Question on raiding

Hey everyone, happy new year.
Basically, I have one 60GB SSD (bought when SSDs were still quite pricey) and two 250GB hard drives leaving a total of three which I find painful to manage especially when programs (like virtual box) only want to work with files on the main drive being my SSD. So, would it be possible for me to raid all of my drives together so I have in theory just 'one' drive.
N.B. I am using ubuntu as my OS, no partitions. I am not looking for speed just to combine my drives together reliably.
Which RAID should I use and would I need a raid card?
Thank you for your time

You can use AUFS to have the disks presented as a single pool of data. You don't have to set up RAID or reformat or anything like that and the drives will still function independently.

If you want to give it a try you can look up a guide but this is how I have it set up for my pool.

First you'll need to create a mount point, so for the purpose of this you can make it in your home directory: /home/user/pool

you may also need to install aufs-utils or aufs-tools or something like that (don't remember)

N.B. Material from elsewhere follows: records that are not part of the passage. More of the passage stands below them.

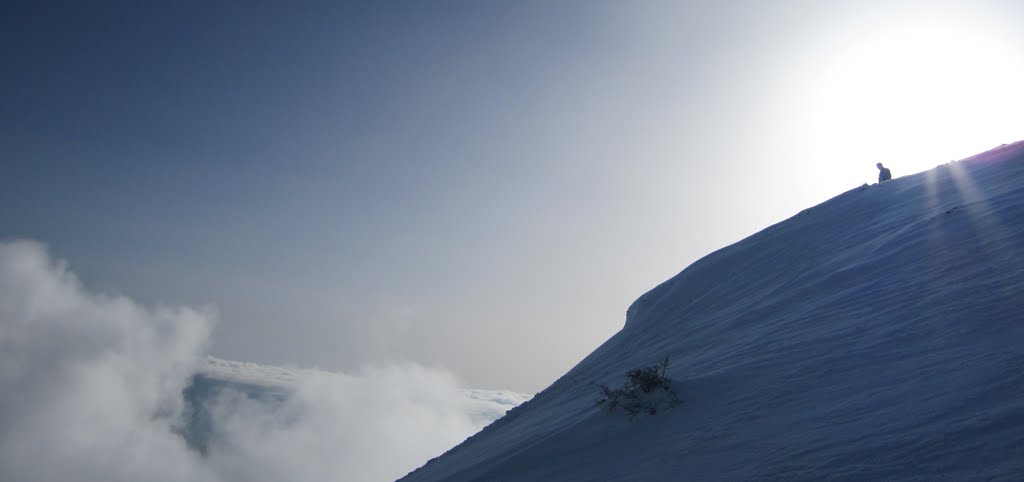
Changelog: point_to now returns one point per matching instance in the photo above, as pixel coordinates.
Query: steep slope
(879, 335)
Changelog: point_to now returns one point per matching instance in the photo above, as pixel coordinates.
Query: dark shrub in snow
(645, 391)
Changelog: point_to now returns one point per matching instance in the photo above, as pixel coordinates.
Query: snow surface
(877, 336)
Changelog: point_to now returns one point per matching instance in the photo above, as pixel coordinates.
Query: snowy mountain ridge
(876, 336)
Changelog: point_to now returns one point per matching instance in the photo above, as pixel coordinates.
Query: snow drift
(877, 336)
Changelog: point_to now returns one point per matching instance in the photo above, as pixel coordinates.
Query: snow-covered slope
(877, 336)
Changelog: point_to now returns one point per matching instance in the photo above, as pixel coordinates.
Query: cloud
(91, 389)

then the command to mount it will be like this:

mount -t aufs -o br:/path/to/disk1=rw:/path/to/disk2=rw:/path/to/disk3=rw,sum,ubda=reval,create=mfs none /home/user/pool

where /path/to/disk is the mount point or partition that you want to use. These mount options will spread new files evenly across the disks based on how much free space there is, but you can change the options if you want to use something else, have a look at the man page.

If you do try this I would suggest that you leave your system folders on the ssd and just add /home or whatever to the pool, but you will need to make sure that the pool is mounted on boot so you'll want to add it to your /etc/fstab file.

Thank you, I will try this out.

What I would do is create a directory on your root partition called /ssd and copy the contents of your home directory there. Then delete the contents of your actual home folder and use AUFS to mount /ssd, hdd1 and hdd2 (whatever the mount points are) to /home/user. That way your home directory will be pooled across the three disks. But be careful setting this up and make sure you add it to fstab before rebooting.

In the fstab you will add it like this:

none /home/user aufs br:/ssd=rw:/hdd1=rw:/hdd2=rw,sum,ubda=reval,create=mfs 0 0

Pretty sure that will work, if anything goes too wrong you can just copy your home folder stuff back.